“Tutto è nato da un viaggio nelle Cinque Terre di una decina d’anni orsono. Mi sono trovato di fronte ad un territorio straordinario ma in piena emergenza, era come la Langa negli anni 60/70. Un senso di totale abbandono, soprattutto da parte dei giovani che sceglievano la strada più facile e più remunerativa della fabbrica. Di fatto il territorio delle Cinque Terre si trovava senza giovani che potessero dare continuità al mestiere dell’agricoltura, della vigna e del vino”.
Il vino delle Cinque Terre ha una storia lunghissima. Era già famoso ai tempi dell’Impero Romano come prova la testimonianza di Plinio. Nel Medioevo ne sono rimasti incantati Re e Papi e l’hanno lodato poeti dal Petrarca a Eugenio Montale. Monsignor Agostino Giustiniani, nel 1535, così descrive la “verticalità” e l’unicità di questo territorio: “Nelle Cinque Terre sembra che non ci sia spazio per l’uomo: l’uomo sembra sbattuto dal mare contro l’alta parete di roccia che comincia subito appena il mare finisce. Sulla parete di roccia ci sono i vigneti: essi sono un monumento di coraggio umano, di pazienza, di resistenza, di tenacia … Questo territorio è tanto erto e sassoso, che non solamente è difficolto-so alle capre montarvi, ma è quasi difficoltoso al volare degli uccelli”.

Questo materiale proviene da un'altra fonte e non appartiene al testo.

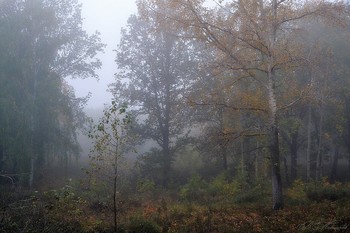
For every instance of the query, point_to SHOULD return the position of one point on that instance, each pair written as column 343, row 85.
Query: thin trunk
column 242, row 157
column 319, row 158
column 277, row 194
column 308, row 150
column 285, row 163
column 224, row 157
column 257, row 155
column 167, row 162
column 31, row 176
column 115, row 203
column 115, row 191
column 294, row 157
column 333, row 174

“La rinascita della Langa è avvenuta grazie a gente caparbia, che ha voluto scommettere sulle potenzialità del territorio. I risultati sono oggi visibili a tutti. Visto l’abbandono e il degrado delle Cinque Terre (dei 1.300 ettari coltivati una cinquantina d’anni fa ne sono rimasti circa 80, censiti dalla Guardia Forestale) la domanda che mi sono fatto è stata: perché tale abbandono? La principale causa è evidentemente l’enorme fatica che bisogna fare per produrre vino in tale situazione, soprattutto in relazione alla scarsa remunerazione. Questo spiega perché, in nessuno dei cinque paesi che compongono le Cinque Terre, esiste un solo viticoltore a tempo pieno, tutti lavorano la vigna part-time. All’improvviso il sogno: sarà mai possibile una vita decorosa e autosufficiente con i soli proventi della terra anche nelle Cinque Terre? Ed è qui che ha inizio la sfida, una grande sfida e una scelta molto difficile”.
Obiettivo principale di Elio Altare è stato quello di mantenere la vera identità del territorio, utilizzando solo vitigni indigeni, soprattutto Bosco, Albarola e una piccolissima percentuale di Vermentino.
“Quello che mi ha convinto delle potenzialità del luogo e di questi vitigni è stata una bottiglia di Cinqueterre di Walter De Batté, che è stato artefice della rinascita del territorio. La bottiglia, vecchia di dieci anni, presentava al naso profumi che ricordavano i fiori e i frutti mediterranei ed aveva la mineralità di un grande Riesling: mi ha stupito molto. Questo mi ha indotto a sognare sulle possibilità e le potenzialità di questo grande territorio dimenticato e abbandonato”.
Tutto il mondo conosce Elio Altare come grandissimo produttore di vini rossi, ma i bianchi, fino a quel momento, non fanno parte del suo bagaglio culturale. Decide allora di affidarsi all’esperienza locale, conosce un coetano di Riomaggiore, Antonio Bonanni, e con lui appronta le prime vinificazioni, nel rispetto della tradizione del territorio ma con il supporto della moderna tecnica. Affitta un container climatizzato dove mette le uve raccolte in giorni diversi.
Raggiunta la quantità sufficiente per riempire una vasca pigia e mantiene il mosto ad una temperatura di 12 gradi per 4 giorni a contato delle bucce. Quindi pressa e il mosto/vino continua lentamente la sua fermentazione alcolica ed in parte anche la malolattica. Il tutto in modo assolutamente naturale: senza lieviti aggiunti, enzimi, o altri agenti esterni che potrebbero condizionare la vera identità territoriale. Il vino, stabilizzato al freddo, non viene chiarificato né filtrato.